Je l’ai posé sur un pilier, tâché d’en faire un abreuvoir mais l’eau s’évapore sans cesse. A cause de ses six centimètres de profondeur, il faudrait le remplir sans cesse. Mais je ne peux le remplir sans cesse, même une seule fois le matin j’oublie. Quand je pense à le remplir, il est sale. La vase si c’est l’hiver, le sable rouge du siroco chaque printemps, les insectes morts. L’eau de pluie et le vent apportent sans cesse au fond du mortier du vert-noir. Il est posé sur le pilier à côté d’un vieux nichoir dont le bois se décompose et qui n’a jamais servi. Il y a sur le pilier la trace de mon rêve d’oiseaux qui se résume à l’élégance de mon rêve d’oiseaux. En voyant le mortier sans pilon et le nichoir en contreplaqué déglingué, j’ai des volatiles en multitude et en couleurs qui viennent animer le pilier. J’ai du vivant devant les yeux alors qu’il n’y a que l’inertie de la matière et pas la chaleur du vivant. Mais si je prends ce mortier, bien lourd pour sa taille, je ressens le potier, la terre ou la pierre, le potelé de la forme, la douceur du grain. C’est un peu vivant. Pour cela, il faut le soulever. Mais je ne soulève pas le mortier car il n’a pas de pilon. S’il avait un pilon j’aurais l’occasion de le soulever de le laver de le pencher. Encore que : il a des taches de peinture rouge et orange sur le côté, ça je n’avais pas vu. Les taches ne me conviendraient pas pour piler. Elles cassent l’élégance, donc je l’ai tourné du beau côté. Toutefois les taches n’ont pas d’importance pour l’oiseau. Ceci est évidemment un présupposé à vérifier. Si l’oiseau venait un jour s’abreuver, ce serait la métamorphose du mortier.

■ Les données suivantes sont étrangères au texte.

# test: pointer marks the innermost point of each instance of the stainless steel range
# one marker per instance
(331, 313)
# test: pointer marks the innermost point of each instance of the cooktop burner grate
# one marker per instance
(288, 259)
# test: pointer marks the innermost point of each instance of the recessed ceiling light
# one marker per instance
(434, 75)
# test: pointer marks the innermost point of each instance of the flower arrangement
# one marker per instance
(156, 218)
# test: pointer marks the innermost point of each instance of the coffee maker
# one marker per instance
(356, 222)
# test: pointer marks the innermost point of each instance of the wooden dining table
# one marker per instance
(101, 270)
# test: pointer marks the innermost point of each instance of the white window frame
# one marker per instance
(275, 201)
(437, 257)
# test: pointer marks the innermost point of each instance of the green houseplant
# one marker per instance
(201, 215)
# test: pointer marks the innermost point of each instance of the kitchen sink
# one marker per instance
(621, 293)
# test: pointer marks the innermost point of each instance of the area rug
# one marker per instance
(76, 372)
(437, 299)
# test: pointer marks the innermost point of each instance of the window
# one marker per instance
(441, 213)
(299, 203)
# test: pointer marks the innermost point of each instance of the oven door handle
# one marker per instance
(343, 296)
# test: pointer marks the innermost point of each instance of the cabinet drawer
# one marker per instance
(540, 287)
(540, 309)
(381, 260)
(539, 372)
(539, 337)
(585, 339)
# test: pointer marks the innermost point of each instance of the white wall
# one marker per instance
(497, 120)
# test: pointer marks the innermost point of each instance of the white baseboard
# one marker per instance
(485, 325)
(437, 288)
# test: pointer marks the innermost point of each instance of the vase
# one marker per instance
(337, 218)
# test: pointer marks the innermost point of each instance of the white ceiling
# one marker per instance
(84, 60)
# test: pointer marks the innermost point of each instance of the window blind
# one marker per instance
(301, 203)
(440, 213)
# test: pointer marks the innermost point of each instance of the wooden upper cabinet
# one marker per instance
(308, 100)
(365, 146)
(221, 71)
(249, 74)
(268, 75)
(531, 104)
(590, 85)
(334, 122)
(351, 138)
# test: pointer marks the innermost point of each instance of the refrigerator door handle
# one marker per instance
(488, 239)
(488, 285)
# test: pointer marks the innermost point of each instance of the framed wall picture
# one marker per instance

Du mortier à l’abreuvoir, j’aime beaucoup cette « métamorphose du mortier » !
Merci Anne!
… Merci de me faire penser à remettre de l’eau pour les oiseaux, je viens de voir dans le jardin qu’ils sont revenus s’installer dans un nid. et surtout merci pour le contraste poids plume. Élégant!
Joli retour!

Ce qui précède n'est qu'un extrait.